Grandma's 91 years of life was full of excitement, and I can do no justice to it by trying to summarise it here. But the message I want to convey is a message of gratitude to the woman who showed us the importance of the journey, that the adventure is an end in and of itself, that every experience is valuable, and to be grateful for the gifts that life gives us. We find comfort in the countless memories she left us and the lessons she imparted.

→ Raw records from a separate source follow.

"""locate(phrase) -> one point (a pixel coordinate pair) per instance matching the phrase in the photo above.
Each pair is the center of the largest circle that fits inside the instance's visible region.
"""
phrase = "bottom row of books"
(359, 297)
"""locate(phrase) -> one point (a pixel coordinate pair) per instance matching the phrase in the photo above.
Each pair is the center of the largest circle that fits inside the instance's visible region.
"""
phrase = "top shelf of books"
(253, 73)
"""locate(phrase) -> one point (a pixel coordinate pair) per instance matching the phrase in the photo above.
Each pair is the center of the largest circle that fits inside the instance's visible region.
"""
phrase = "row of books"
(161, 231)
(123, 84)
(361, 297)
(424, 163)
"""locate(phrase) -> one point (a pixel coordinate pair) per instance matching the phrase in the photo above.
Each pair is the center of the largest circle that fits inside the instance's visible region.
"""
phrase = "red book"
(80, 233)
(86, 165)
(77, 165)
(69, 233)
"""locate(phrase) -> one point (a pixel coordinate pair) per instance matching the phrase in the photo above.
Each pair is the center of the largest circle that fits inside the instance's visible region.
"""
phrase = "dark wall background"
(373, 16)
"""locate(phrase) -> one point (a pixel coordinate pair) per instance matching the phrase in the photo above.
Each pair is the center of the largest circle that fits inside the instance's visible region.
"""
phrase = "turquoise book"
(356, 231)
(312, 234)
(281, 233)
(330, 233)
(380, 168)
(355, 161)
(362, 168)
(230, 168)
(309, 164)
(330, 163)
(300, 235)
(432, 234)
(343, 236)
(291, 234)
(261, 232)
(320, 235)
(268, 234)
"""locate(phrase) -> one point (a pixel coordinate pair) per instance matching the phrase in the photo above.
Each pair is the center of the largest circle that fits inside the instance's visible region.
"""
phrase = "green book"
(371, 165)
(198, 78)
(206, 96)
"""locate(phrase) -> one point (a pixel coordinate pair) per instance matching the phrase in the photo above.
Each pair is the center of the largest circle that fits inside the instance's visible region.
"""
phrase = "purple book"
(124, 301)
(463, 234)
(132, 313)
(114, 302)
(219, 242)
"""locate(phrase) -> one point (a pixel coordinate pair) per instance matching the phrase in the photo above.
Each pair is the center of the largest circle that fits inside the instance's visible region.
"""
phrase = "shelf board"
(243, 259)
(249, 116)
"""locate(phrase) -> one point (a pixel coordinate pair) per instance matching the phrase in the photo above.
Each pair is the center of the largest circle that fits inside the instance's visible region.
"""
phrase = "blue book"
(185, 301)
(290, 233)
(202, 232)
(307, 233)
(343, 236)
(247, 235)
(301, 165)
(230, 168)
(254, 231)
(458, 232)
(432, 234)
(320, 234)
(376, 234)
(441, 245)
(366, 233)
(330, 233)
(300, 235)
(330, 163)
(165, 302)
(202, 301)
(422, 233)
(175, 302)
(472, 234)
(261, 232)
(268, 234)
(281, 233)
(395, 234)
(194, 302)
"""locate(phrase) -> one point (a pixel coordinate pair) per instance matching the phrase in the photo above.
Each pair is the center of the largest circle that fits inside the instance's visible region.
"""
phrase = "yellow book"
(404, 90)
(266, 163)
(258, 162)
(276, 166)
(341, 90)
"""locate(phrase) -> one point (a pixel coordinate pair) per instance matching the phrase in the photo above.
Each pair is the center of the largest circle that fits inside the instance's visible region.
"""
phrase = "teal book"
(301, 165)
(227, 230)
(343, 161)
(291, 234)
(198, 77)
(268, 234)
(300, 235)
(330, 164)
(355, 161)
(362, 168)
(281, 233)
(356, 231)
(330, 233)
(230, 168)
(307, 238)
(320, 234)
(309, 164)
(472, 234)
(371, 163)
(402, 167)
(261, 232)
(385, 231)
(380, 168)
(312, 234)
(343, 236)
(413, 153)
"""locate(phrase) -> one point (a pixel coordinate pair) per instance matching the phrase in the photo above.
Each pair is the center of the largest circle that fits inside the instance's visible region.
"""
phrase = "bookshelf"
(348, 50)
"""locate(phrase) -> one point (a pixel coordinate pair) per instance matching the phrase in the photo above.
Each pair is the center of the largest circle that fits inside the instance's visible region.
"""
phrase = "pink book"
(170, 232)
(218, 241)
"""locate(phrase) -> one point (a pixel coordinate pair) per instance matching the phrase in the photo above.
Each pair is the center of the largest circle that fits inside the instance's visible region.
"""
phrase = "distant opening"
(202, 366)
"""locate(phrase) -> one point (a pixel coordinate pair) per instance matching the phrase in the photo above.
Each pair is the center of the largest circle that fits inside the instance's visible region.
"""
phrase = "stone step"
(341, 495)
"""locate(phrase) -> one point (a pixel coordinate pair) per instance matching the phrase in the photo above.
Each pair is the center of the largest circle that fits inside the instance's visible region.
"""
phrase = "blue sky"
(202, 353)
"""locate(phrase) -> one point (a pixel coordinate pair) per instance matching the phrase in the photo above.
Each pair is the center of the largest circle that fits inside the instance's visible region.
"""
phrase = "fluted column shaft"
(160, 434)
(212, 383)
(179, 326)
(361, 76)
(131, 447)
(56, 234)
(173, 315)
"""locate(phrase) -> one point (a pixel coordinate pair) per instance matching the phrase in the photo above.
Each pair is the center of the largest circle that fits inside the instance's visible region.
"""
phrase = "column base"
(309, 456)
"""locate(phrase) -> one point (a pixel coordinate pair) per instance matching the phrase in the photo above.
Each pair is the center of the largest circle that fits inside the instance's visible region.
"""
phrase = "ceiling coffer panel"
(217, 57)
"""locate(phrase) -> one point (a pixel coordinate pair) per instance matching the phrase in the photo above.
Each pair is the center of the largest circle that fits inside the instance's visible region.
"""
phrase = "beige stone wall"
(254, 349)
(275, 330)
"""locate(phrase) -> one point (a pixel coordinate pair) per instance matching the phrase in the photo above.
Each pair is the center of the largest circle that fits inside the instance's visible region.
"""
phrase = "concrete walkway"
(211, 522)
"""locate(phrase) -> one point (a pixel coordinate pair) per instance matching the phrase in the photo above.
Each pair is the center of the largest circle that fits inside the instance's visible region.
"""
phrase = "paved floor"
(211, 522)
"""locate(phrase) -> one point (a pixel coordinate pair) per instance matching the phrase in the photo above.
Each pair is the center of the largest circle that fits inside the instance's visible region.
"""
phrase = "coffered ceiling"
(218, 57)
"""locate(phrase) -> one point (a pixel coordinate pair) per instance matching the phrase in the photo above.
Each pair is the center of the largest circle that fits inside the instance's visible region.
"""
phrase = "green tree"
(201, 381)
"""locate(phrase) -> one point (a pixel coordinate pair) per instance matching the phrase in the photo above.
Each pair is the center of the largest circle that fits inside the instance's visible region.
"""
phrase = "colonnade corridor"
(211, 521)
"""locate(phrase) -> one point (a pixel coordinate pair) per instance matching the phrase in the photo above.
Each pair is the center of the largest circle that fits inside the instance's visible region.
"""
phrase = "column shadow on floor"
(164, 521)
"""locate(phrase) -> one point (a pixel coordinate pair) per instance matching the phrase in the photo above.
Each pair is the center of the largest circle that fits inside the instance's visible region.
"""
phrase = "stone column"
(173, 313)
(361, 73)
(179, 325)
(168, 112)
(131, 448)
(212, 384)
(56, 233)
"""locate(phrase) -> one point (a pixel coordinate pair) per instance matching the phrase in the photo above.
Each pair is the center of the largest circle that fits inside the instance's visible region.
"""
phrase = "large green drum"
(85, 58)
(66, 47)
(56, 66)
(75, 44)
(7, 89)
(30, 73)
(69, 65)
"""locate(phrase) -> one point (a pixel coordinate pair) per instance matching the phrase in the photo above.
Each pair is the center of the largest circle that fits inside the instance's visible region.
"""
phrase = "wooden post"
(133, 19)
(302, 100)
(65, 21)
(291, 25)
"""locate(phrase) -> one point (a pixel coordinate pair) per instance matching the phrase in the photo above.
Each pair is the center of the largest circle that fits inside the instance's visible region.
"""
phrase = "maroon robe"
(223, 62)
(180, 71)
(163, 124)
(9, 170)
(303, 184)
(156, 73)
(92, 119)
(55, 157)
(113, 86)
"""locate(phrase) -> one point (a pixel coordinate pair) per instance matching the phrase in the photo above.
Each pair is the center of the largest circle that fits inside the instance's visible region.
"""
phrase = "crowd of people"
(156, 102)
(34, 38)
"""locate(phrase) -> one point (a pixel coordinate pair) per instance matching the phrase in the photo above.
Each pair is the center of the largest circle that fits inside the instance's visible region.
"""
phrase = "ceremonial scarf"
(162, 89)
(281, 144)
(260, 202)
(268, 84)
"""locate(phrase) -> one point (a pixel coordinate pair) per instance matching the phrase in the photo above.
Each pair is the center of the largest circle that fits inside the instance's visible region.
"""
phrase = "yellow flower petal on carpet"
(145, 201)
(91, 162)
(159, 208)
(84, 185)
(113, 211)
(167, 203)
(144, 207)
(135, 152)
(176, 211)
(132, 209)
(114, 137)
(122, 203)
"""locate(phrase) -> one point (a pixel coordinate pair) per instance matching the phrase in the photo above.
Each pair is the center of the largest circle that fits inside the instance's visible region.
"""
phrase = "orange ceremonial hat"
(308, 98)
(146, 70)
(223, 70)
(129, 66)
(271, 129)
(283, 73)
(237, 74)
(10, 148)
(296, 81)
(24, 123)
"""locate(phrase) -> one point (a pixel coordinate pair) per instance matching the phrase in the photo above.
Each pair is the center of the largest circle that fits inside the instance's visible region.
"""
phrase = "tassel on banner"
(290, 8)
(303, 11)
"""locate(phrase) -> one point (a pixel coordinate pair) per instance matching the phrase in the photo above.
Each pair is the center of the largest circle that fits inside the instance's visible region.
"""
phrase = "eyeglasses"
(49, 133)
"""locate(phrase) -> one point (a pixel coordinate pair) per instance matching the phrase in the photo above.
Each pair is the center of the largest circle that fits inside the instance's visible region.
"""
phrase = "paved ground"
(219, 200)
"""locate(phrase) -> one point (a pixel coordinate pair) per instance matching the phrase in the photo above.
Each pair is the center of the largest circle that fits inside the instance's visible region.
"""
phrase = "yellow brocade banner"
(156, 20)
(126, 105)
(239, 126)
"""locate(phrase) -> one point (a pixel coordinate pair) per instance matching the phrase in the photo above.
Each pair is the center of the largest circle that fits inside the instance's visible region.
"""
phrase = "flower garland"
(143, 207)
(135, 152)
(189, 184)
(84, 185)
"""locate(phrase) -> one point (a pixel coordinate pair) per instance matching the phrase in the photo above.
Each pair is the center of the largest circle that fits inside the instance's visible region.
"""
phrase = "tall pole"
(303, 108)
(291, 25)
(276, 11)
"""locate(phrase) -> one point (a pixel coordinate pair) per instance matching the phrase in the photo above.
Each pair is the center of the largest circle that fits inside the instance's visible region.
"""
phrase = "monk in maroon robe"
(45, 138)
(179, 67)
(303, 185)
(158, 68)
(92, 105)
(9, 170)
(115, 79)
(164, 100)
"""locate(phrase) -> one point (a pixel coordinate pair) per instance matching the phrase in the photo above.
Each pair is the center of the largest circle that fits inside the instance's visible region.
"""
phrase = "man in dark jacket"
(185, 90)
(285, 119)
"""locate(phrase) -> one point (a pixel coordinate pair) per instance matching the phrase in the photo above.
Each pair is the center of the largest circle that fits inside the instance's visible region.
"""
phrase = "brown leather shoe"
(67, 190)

She explored, loved and was loved. But after the excitement of the adventure, or the end of the journey, Grandma valued the quiet moment of reflection. Grandma once told me, whilst recounting her life over dinner in London, that she loved being with Poppa to host and entertain friends, family, clients, but that her favourite part of the night, was the quiet moment at the end where she and Poppa would share a night cap together and reflect on the excitement of the evening or the journey. She is now in heaven with our grandfather, and is no doubt sharing life's nightcap and recounting stories of their adventures.

God Bless her!

Scripture Reading

Ecclesiastes 3:1-8, “A Time for Everything” ...... Celine Collis

3. 1 There is a time for everything, and a season for every activity under the heavens:
2 a time to be born and a time to die,
a time to plant and a time to uproot,
3 a time to kill and a time to heal,
a time to tear down and a time to build,
4 a time to weep and a time to laugh,
a time to mourn and a time to dance,
5 a time to scatter stones and a time to gather them,
a time to embrace and a time to refrain from embracing,
6 a time to search and a time to give up,
a time to keep and a time to throw away,
7 a time to tear and a time to mend,
a time to be silent and a time to speak,
8 a time to love and a time to hate,
a time for war and a time for peace.

Song

Smile by Charlie Chaplin ......................................................Christina Collis

Smile, though your heart is aching
Smile, even though it’s breaking
When there are clouds in the sky
you’ll get by
If you smile through your fear and sorrow
Smile and maybe tomorrow
You’ll see the sun come shining through
for you
Light up your face with gladness
Hide every trace of sadness
Although a tear may be ever so near
That’s the time you must keep on trying
Smile what’s the use of crying
You’ll find that life is still worthwhile
If you’ll just
Smile

Words of Comfort

The Rt. Rev. Nicholas Dill

Prayers & Lords Prayer

The Rt. Rev. Nicholas Dill

Commendation & Blessing

 

Recessional Hymn

Amazing Grace

Amazing grace! How sweet the sound
That saved a wretch like me!
I once was lost, but now am found;
Was blind, but now I see.

‘Twas grace that taught my heart to fear,
And grace my fears relieved;
How precious did that grace appear
The hour I first believed!

The Lord has promised good to me,|
His Word my hope secures;
He will my Shield and Portion be,
As long as life endures.

Through many dangers, toils and snares,
I have already come;
‘Tis grace hath brought me safe thus far,
And grace will lead me home.

When we’ve been there ten thousand years,
Bright shining as the sun,
We’ve no less days to sing God’s praise
Than when we’d first begun.

Interment

 

Pallbearers

Alexander Collis, Richard Collis, Justin Collis, Sophia Collis, Ben Collis, and Ayalew Taye.

Message of Gratitude

The family would like to express their most sincere and heartfelt thanks to Evelyn Perez, Marivic Katigbak and Carlos Moniz, and the nurses and doctors of PALS, for their tremendous care and support of Margaret which ensured she was comfortable, happy and able to enjoy life to the fullest.

Invitation

The family sincerely appreciates the support shown here today and cordially invites you to join them at Harbourfront Restaurant in the Bermuda Underwater Exploration Institute between 4:15pm and 6:00 pm for a time of reflection and refreshment following the service.